Wednesday, 13 May 2020

INTERNMENT NEVER LEGAL SAYS GERRY ADAMS FOLLOWING HIS HISTORIC LEGAL VICTORY AGAINST BRITISH

The UK's highest court has said Gerry Adams was imprisoned illegally by the British government when he was interned without trial in the early 1970s. The Supreme Court has quashed his two convictions for trying to escape from the Maze Prison. Lawyers for the former Sinn Féin President had argued that those convictions were unlawful as his detention was unlawful. They said his detention order was flawed because it had not been "personally considered" by the Secretary of State for Northern Ireland in accordance regulations at the time. "of course internment, later described as detention by the British, was never lawful. In fact it set aside the normal principles of law and was based on a blunt and brutal piece of coercive legislation "I have no regrets about my imprisonment except for the time I was separated from my family”.

An Anti Internment Protest March In Belfast.
In a judgment this morning, five judges, led by the former Lord Chief Justice of Northern Ireland Brian Kerr, agreed. In their ruling, they said Mr Adams' detention should have been authorised by the Secretary of State personally and because it was not the order to detain him was invalid. They said his detention was unlawful and as a result his imprisonments for attempting to escape were also unlawful. Delivering the judgment this morning, Lord Kerr said the five Supreme Court judges unanimously allowed Mr Adams' appeal against his convictions.

"Mr Adams detention had not been lawfully authorised", he said "His detention was therefore invalid and it follows that he should not have been convicted of attempting to escape lawful custody." Mr Adams has welcomed the judgment and called on the British government to identify and inform other people whose internment may also have been unlawful. In a statement, he thanked his legal team and the Pat Finucane Centre which he said had in 2009 uncovered communications from July 1974.
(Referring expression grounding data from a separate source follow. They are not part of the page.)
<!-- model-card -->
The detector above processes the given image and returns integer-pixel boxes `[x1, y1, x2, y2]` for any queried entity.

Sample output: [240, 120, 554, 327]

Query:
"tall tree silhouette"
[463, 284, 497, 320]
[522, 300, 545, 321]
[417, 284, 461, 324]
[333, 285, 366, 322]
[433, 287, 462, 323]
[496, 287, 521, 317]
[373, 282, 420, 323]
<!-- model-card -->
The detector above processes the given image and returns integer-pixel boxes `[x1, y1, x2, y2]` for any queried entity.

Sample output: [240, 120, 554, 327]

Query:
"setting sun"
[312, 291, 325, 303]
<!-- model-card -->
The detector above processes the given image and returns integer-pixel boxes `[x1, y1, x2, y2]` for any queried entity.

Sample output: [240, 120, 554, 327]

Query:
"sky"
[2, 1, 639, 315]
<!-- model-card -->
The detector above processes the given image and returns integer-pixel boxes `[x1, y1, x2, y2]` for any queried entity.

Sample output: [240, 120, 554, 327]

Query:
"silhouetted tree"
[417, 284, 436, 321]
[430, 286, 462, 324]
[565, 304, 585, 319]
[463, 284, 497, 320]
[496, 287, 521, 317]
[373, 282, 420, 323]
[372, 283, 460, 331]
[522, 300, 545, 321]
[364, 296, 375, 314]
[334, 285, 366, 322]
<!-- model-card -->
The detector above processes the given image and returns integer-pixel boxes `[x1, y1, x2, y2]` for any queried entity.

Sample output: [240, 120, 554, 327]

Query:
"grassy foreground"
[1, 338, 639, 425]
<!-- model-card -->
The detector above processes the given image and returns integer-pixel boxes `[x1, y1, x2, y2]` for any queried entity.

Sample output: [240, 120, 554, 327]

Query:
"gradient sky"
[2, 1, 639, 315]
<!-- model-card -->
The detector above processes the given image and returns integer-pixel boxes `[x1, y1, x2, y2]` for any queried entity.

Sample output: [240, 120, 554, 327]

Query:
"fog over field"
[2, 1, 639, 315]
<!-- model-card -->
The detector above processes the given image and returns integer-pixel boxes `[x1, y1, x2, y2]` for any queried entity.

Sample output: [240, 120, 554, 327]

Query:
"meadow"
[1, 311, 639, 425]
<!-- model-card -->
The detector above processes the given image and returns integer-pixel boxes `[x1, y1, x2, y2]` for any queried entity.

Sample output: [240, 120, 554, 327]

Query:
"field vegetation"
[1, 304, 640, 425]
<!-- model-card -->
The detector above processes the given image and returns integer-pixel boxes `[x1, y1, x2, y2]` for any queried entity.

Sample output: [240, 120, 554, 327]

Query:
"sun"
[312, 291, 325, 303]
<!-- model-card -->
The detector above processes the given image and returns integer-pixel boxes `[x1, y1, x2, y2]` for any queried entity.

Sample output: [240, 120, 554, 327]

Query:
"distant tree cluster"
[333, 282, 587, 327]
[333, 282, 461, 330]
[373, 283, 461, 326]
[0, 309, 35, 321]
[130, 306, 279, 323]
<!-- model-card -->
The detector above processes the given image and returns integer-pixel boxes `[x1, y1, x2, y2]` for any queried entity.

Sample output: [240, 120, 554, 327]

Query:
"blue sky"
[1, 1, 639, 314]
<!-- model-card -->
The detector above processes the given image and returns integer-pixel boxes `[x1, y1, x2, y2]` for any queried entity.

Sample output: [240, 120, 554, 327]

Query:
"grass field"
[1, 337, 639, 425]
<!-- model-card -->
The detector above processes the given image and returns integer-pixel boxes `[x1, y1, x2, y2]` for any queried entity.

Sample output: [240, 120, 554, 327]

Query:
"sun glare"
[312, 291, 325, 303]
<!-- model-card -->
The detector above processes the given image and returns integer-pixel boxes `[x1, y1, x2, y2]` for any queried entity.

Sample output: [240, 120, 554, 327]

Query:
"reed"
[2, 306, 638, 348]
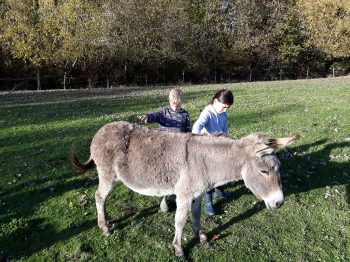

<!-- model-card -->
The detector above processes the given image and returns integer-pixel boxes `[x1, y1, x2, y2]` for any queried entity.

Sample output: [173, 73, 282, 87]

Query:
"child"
[192, 89, 234, 215]
[137, 88, 190, 212]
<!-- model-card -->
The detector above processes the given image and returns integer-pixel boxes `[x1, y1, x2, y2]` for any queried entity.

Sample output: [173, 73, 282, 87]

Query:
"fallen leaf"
[80, 194, 87, 201]
[325, 192, 332, 198]
[329, 155, 336, 160]
[210, 234, 220, 241]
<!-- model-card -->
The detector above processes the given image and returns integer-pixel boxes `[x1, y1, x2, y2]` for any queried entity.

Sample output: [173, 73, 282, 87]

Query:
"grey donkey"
[71, 121, 299, 258]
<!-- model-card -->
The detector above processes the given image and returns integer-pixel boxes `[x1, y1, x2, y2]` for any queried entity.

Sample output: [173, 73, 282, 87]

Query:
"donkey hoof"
[103, 230, 111, 237]
[178, 255, 187, 260]
[174, 252, 186, 260]
[174, 246, 186, 259]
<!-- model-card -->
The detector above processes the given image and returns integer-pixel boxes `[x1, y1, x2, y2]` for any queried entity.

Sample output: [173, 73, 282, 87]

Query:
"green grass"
[1, 77, 350, 261]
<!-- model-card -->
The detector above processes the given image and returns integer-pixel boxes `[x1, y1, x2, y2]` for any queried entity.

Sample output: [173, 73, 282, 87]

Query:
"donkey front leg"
[191, 195, 207, 243]
[172, 198, 191, 258]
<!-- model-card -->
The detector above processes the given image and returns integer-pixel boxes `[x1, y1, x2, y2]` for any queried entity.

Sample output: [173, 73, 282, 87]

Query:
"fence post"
[64, 72, 67, 90]
[279, 69, 283, 80]
[37, 71, 41, 90]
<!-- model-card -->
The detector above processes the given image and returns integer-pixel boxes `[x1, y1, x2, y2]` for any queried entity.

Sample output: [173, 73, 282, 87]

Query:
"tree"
[295, 0, 350, 59]
[1, 1, 45, 89]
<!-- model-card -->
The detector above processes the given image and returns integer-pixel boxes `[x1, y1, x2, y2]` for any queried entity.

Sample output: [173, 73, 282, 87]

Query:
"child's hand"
[137, 115, 148, 123]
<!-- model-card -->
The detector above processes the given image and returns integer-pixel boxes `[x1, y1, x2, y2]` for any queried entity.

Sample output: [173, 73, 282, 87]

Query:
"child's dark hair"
[208, 89, 234, 105]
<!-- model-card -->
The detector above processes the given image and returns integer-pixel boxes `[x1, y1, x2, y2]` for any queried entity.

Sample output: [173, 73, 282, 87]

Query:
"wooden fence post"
[37, 71, 41, 90]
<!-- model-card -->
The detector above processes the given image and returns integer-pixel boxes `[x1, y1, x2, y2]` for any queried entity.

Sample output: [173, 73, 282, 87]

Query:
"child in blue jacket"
[192, 89, 234, 215]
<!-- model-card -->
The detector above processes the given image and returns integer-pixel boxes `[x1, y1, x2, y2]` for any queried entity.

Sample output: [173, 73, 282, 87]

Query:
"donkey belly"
[130, 187, 174, 197]
[117, 167, 177, 197]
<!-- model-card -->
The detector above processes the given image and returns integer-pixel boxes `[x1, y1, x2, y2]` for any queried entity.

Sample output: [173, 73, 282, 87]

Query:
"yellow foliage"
[295, 0, 350, 58]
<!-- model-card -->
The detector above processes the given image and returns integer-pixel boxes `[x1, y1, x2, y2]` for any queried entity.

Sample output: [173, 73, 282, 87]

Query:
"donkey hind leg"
[172, 197, 191, 258]
[191, 195, 207, 243]
[95, 169, 118, 237]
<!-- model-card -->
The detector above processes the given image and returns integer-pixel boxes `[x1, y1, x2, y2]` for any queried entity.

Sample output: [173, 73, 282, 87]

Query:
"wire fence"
[0, 76, 91, 91]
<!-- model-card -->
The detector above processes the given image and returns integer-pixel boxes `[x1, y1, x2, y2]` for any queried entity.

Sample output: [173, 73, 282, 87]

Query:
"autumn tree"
[103, 0, 198, 84]
[37, 0, 112, 87]
[1, 0, 111, 88]
[214, 0, 292, 80]
[1, 0, 350, 89]
[295, 0, 350, 59]
[0, 0, 45, 89]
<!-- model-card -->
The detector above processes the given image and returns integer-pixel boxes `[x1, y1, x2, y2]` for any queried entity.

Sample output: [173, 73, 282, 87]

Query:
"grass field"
[1, 77, 350, 261]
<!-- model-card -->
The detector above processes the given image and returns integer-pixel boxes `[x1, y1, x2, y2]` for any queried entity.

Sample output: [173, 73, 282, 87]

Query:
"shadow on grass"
[0, 169, 101, 258]
[279, 139, 350, 199]
[109, 205, 159, 232]
[0, 218, 96, 261]
[183, 204, 259, 261]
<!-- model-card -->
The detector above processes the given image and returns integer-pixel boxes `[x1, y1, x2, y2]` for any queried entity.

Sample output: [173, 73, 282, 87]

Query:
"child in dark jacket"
[138, 88, 190, 212]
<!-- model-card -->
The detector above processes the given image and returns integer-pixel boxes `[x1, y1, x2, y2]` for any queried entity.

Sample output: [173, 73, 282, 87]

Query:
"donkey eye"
[260, 170, 269, 176]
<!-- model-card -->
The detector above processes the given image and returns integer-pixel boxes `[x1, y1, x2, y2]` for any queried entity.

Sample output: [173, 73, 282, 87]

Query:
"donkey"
[71, 121, 299, 258]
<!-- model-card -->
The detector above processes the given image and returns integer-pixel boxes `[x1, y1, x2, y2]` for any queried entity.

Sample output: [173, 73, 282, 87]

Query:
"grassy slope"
[0, 77, 349, 261]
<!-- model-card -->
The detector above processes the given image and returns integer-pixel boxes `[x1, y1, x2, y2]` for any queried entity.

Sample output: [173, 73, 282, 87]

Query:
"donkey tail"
[71, 150, 95, 173]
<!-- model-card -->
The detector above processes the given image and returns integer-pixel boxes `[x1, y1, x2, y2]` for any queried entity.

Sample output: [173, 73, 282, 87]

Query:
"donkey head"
[241, 133, 300, 211]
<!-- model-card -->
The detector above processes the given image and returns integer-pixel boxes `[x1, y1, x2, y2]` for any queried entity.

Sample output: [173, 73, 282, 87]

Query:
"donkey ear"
[255, 135, 300, 157]
[256, 147, 275, 157]
[270, 135, 300, 148]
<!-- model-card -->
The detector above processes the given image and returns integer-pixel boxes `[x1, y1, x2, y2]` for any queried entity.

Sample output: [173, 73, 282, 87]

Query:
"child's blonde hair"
[169, 88, 184, 104]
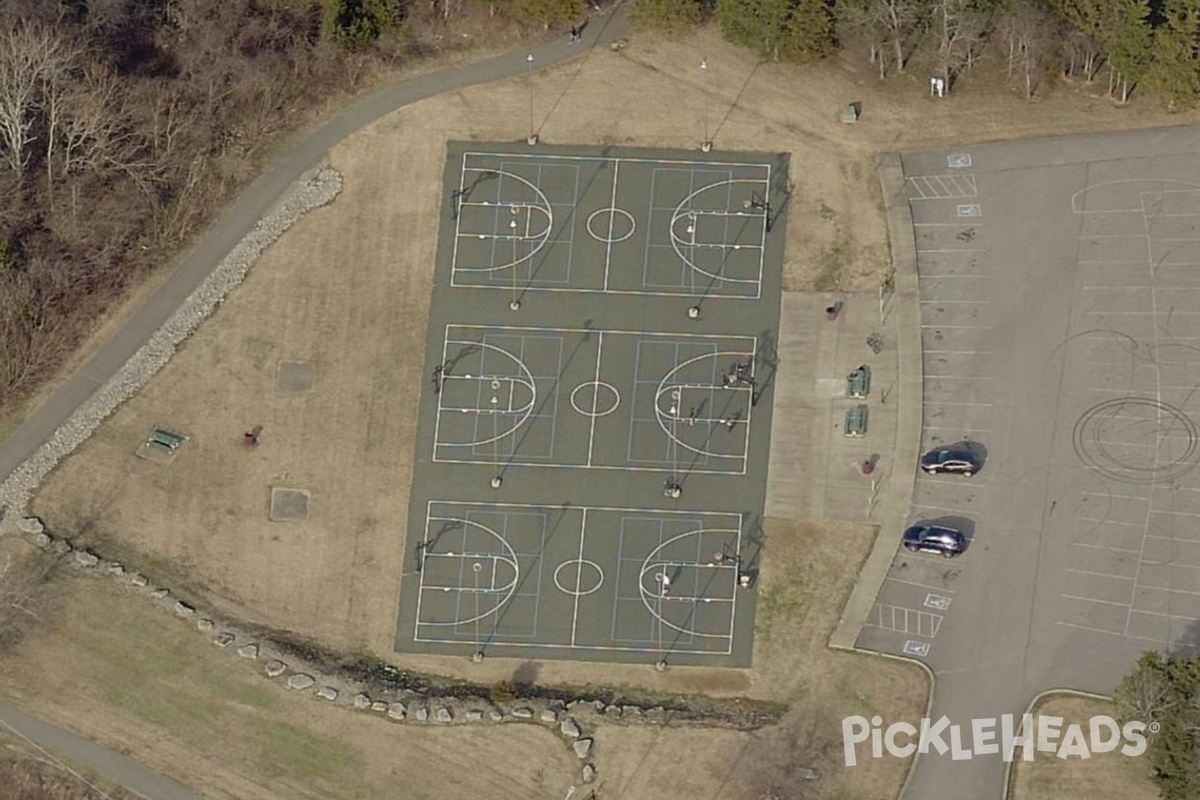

"Of course internment, later described as detention by the British, was never lawful. In fact it set aside the normal principles of law and was based on a blunt and brutal piece of coercive legislation "I have no regrets about my imprisonment except for the time I was separated from my family”. "However, we were not on our own. It is believed that around two thousand men and women were interned during its four and a half years of operation. "I consider my time in the Prison Ship Maidstone, in Belfast prison and in Long Kesh to have been in the company of many remarkable, resilient and inspiring people. "Internment like all coercive measures failed. "There is an onus on the British government to identify and inform other internees whose Internment may also have been unlawful", he said.